GEO reported impressive quarterly earnings of $20 million on February 12, 2009, along with an annual income of $61 million for 2008 -- up from $38 million the year before. But the company's share value is not the only thing that's growing. Behind the financial success and expansion of the for-profit prison firm, there are increasing charges of negligence, civil rights violations, abuse and even death.

Detaining immigrants has become a profitable business, and the niche industry is showing no signs of slowing down. The number of undocumented immigrants the U.S. federal government jails has grown by at least 65 percent in the last six years. In 2002, the average daily population of immigration detainees was 20,838 people, according to ICE records. By 2008, the average daily population had grown to 31,345.

Since 2003, more than a million people have been processed through federal immigration lockups, which are part of a network of at least 300 local, state and federal lockups, including seven contracted detention facilities. GEO operates four of those seven for-profit prisons.

Numerous investigations and reports have documented problems at GEO's immigration detention facilities.

At the company's Northwest Detention Center in Tacoma, Washington, federal prosecutors charged a GEO prison administrator in September 2008 with "knowingly and willfully making materially false, fictitious, and fraudulent statements to senior special agents" with ICE, according to court filings. A February 2008 audit found that over a period of more than two years ending in November 2005, GEO hired nearly 100 guards without performing the required criminal background checks. The GEO employee responsible, Sylvia Wong, pleaded guilty. In the plea agreement the federal government stated that Wong falsified documents "because of the pressure she felt" while working at the GEO lockup to get security personnel hired at the detention center "as quickly as possible."

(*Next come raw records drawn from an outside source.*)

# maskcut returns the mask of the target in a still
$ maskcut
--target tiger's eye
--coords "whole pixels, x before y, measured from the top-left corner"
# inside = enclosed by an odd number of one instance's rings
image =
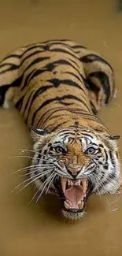
[[[54,150],[57,153],[64,153],[65,152],[64,148],[60,146],[55,147]]]
[[[85,151],[85,153],[93,154],[95,153],[95,151],[96,151],[96,150],[93,147],[91,147],[87,148],[87,150]]]

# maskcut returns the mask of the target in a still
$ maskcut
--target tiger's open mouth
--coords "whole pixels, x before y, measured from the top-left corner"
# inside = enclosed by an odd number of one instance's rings
[[[92,185],[87,179],[72,180],[61,178],[61,188],[62,190],[63,209],[72,213],[83,212],[86,201],[91,193]]]

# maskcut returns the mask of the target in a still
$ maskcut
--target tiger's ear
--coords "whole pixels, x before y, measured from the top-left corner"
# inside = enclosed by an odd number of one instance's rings
[[[43,137],[50,133],[50,132],[45,129],[39,129],[35,128],[34,126],[31,126],[30,130],[31,139],[35,143],[38,141],[41,137]]]

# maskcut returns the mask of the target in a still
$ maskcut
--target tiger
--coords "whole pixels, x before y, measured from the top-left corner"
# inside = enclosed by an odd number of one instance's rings
[[[120,136],[97,116],[115,96],[114,77],[104,58],[70,39],[20,47],[0,63],[0,106],[13,102],[31,137],[34,198],[56,195],[68,220],[122,183]]]

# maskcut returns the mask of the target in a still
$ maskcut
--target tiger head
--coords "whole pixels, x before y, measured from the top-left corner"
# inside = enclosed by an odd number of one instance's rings
[[[39,198],[56,193],[68,219],[83,217],[91,194],[116,192],[120,184],[116,140],[79,127],[54,132],[31,128],[34,156],[31,177]]]

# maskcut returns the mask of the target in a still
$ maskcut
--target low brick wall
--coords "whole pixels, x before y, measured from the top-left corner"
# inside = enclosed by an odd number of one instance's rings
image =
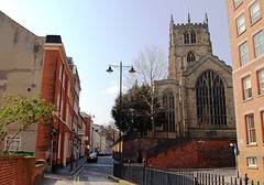
[[[235,159],[228,140],[193,140],[147,159],[161,168],[233,167]]]
[[[0,184],[33,185],[44,174],[44,165],[35,163],[36,159],[32,156],[0,156]]]

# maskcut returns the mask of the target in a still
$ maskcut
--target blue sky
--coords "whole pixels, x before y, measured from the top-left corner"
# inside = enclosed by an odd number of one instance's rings
[[[67,56],[77,65],[80,110],[97,124],[111,121],[119,94],[119,72],[109,64],[132,65],[146,45],[168,56],[170,14],[185,23],[185,0],[0,0],[0,10],[38,36],[62,36]],[[209,19],[212,53],[231,65],[226,0],[186,0],[191,22]],[[125,73],[125,72],[123,72]]]

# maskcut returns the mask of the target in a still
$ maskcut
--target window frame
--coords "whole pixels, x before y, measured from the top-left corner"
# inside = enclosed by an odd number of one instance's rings
[[[206,70],[196,81],[197,126],[227,127],[226,87],[213,70]]]
[[[163,108],[165,108],[166,120],[164,122],[164,131],[176,130],[176,113],[175,113],[175,96],[173,91],[163,94]]]
[[[237,3],[238,2],[238,3]],[[242,4],[243,0],[234,0],[234,9],[238,9],[238,7],[240,7]]]
[[[256,4],[258,4],[258,10],[255,12],[255,13],[253,13],[252,11],[252,9],[253,9],[253,7],[254,6],[256,6]],[[256,23],[258,20],[261,20],[261,7],[260,7],[260,1],[257,0],[257,1],[255,1],[251,7],[250,7],[250,17],[251,17],[251,24],[254,24],[254,23]],[[253,17],[253,18],[252,18]],[[255,19],[256,17],[258,17],[257,19]]]
[[[260,34],[262,34],[261,41],[256,40]],[[258,57],[262,54],[264,54],[264,32],[263,32],[263,30],[253,36],[253,41],[254,41],[255,57]],[[260,52],[261,51],[260,48],[262,48],[262,51],[263,51],[262,53]]]
[[[194,52],[188,52],[187,54],[187,62],[190,63],[190,62],[196,62],[196,55]]]
[[[246,115],[245,116],[245,124],[246,124],[246,143],[249,145],[256,144],[256,131],[255,131],[255,121],[254,115]]]
[[[258,95],[264,95],[264,68],[257,70]]]
[[[251,85],[251,76],[246,76],[246,77],[244,77],[243,79],[243,95],[244,95],[244,100],[250,100],[250,99],[252,99],[252,85]],[[249,80],[250,81],[250,86],[249,87],[246,87],[248,86],[248,81],[246,80]],[[251,96],[250,96],[251,95]]]
[[[245,47],[246,46],[246,47]],[[243,50],[244,48],[244,50]],[[248,64],[250,62],[250,55],[249,55],[249,45],[248,42],[244,42],[243,44],[241,44],[239,46],[239,51],[240,51],[240,63],[241,66]],[[244,59],[248,58],[248,59]],[[246,61],[246,62],[245,62]]]
[[[6,137],[6,145],[4,145],[4,150],[7,150],[7,144],[9,142],[9,140],[12,138],[13,135],[7,135]],[[14,145],[14,143],[19,143],[18,145]],[[14,149],[16,148],[16,149]],[[19,149],[18,149],[19,148]],[[10,144],[10,148],[9,148],[9,151],[11,152],[15,152],[15,151],[21,151],[21,137],[20,135],[16,135],[12,143]]]
[[[257,159],[253,156],[246,157],[246,167],[257,168]]]
[[[243,22],[240,22],[242,21]],[[245,18],[244,18],[244,13],[242,13],[241,15],[239,15],[239,18],[235,20],[237,22],[237,30],[238,30],[238,35],[241,35],[244,31],[245,31]]]
[[[196,44],[196,33],[195,32],[190,33],[190,43]]]
[[[188,32],[184,33],[184,44],[189,44],[189,33]]]

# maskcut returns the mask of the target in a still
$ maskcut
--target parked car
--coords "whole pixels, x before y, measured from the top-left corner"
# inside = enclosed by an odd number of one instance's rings
[[[97,153],[90,153],[90,154],[87,156],[87,162],[97,162],[97,160],[98,160]]]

Two months before the fraud charges, a study by the Seattle University School of Law and the nonprofit group OneAmerica reported that conditions at the Tacoma facility violated both international and domestic laws that grant detained immigrants the right to food, due process and humane treatment.

Federal immigration officials have the authority to incarcerate undocumented immigrants, asylum-seekers, and even lawful permanent residents while they await hearings with immigration judges or appeal decisions. ICE reports the average length of stay is 30 days, but detentions can last years, according to a November 2008 ICE fact sheet.

Pramila Jayapal, executive director with OneAmerica, took part in interviewing a random sample of more than 40 immigrants detained at the Northwest Detention Center, which holds approximately 1,000 immigrants at any given time.

"It's a very giant concrete box. It's just like a jail," said Jayapal. "You're only supposed to meet in the client area, which is only a few rooms."

One inmate from Mexico, Hector Pena-Ortiz, told interviewers that guards had interrogated and handcuffed him twice, demanding that he sign immediate deportation papers despite the fact that he had a pending appeal. Under federal law, immigrants cannot be deported from the United States if their immigration legal cases are still pending. During one of the incidents, guards admitted to having a file on the wrong inmate, Pena-Ortiz said.